В фильме Гайдая есть явное противоречие, связанное с французским языком.
На просмотре спектакля в театре «Колумб» Ипполит Матвеевич проявляет невиданную лингвистическую прыть, без труда переводя Остапу французскую версию «Шумел камыш»: "Хрупкие камыши издавали в темноте свой шорох..."
Это никак не вяжется с последующим эпизодом в Пятигорске, где Остап, напрочь про это "забыв", спрашивает, знает ли Киса французский, и в ответ Воробьянинов с превеликим трудом вытаскивает с дальней полочки памяти несколько простейших слов.
Человек, который еле-еле считает до шести на иностранном языке, ну никак не может на нем же знать слова «хрупкие камыши».
А уж перевести с ходу именно песню — это вообще нужно иметь очень хороший, годами отточенный навык.
В книге ситуация с языками еще запутаннее. Если прочесть главу о молодых годах старгородского льва, то выяснится, что он довольно плотно соприкасался с французским. Был у него и повар-француз в лучшие годы, и красоток он возил в Париж.
А теща, Клавдия Ивановна! Ты знаешь, она называет меня Эполет. Ей кажется, что так произносят в Париже! Замечательно!
— издевательски замечает Ипполит Матвеевич в своей беседе с еще молодой Еленой Станиславовной.
И самое невероятное: в ту пору он ведет переписку с англичанином Энфильдом, коллекционировавшим русские марки.
На каком языке — вот вопрос. То ли Энфильд знает русский, то ли Ипполит Матвеевич — английский. Увы, об этой любопытнейшей детали авторский текст молчит. Известно лишь, что финальная фраза переписки, "накося выкуси", написана Воробьяниновым по-русски, латинскими буквами.
Предположим, что Воробьянинов все же не знает французского. Как такое могло быть, учитывая все его дореволюционные вояжи и слугу-лягушатника?
У языка, вопреки широко распространенному заблуждению, нет свойства автоприлипания. Очень многие убеждены, что если долго вариться в языковой среде и ничего специально не делать, то язык как-то сам по себе укоренится в твой голове.
Это конечно не так, и есть определенный процент эмигрантов, живущих длительное время за границей, но освоивших только самые азы.
Возможно, Ипполит Матвеевич именно из этой породы людей, и ни один иностранный язык так и не смог им овладеть. Не исключено, что англичанин все-таки пишет ему на русском, а во Франции Воробьянинов, как Эллочка-людоедка, оперирует жестами и несколькими десятками слов.
Далее, былая экспертность, конечно, могла существенно полинять за годы потрясений. И вот уже Остап смеется над акцентом Воробьянинова, как некогда тот потешался над тещей.

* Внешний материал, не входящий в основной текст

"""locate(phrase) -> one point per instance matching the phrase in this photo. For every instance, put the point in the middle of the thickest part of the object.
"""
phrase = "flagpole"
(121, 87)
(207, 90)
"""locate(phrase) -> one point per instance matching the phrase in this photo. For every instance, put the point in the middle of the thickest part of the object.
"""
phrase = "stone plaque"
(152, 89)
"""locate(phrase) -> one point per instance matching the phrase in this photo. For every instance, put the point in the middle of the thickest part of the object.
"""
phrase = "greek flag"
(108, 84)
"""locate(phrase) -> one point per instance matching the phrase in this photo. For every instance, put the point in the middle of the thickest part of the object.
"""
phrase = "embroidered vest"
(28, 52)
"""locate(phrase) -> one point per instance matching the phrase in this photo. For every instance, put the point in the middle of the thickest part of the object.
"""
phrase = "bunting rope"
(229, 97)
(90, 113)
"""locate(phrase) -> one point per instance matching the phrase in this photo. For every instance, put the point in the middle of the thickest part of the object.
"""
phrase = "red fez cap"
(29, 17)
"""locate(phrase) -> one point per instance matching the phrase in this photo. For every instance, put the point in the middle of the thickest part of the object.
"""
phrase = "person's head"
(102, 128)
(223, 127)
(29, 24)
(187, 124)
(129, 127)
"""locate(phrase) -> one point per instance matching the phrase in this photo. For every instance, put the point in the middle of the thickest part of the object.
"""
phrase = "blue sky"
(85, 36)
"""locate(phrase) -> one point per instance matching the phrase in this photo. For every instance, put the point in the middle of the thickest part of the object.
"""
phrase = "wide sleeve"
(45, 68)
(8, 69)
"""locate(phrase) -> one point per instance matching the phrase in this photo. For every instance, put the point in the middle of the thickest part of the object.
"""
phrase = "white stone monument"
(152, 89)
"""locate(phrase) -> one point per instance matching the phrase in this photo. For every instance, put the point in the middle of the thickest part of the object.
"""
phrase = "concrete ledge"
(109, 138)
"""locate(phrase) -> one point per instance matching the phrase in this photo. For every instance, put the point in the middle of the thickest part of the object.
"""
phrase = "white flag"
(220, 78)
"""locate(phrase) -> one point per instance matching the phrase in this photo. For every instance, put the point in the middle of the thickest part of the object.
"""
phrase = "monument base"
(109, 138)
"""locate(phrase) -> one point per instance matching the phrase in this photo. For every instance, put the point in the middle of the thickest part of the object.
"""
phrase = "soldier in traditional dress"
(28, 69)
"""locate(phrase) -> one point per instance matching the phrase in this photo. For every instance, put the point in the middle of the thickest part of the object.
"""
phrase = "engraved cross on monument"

Либо второй вариант: авторы, осознав, что Ипполит вышел уж слишком дерзким и ученым, намеренно оглупили его, отменив выданную ему в начале биографии языковую эрудицию. Остап вряд ли бы сумел подмять под себя человека, который весьма дерзко глумился над заморским любителем марок. Тем более — на английском. Просто не успели или не захотели исправить эту деталь.
Есть и еще одна версия, которая может сгладить противоречие.
Предположим, что Ипполит Матвеевич все-таки знает французский далеко не "в пределах гимназического курса". Просто ему не нравится напор великого комбинатора. Воробьянинов понимает, что интерес Остапа к его умению говорить на иностранных языках ни к чему хорошему не ведет, и прикидывается на всякий случай интеллектуально немощным.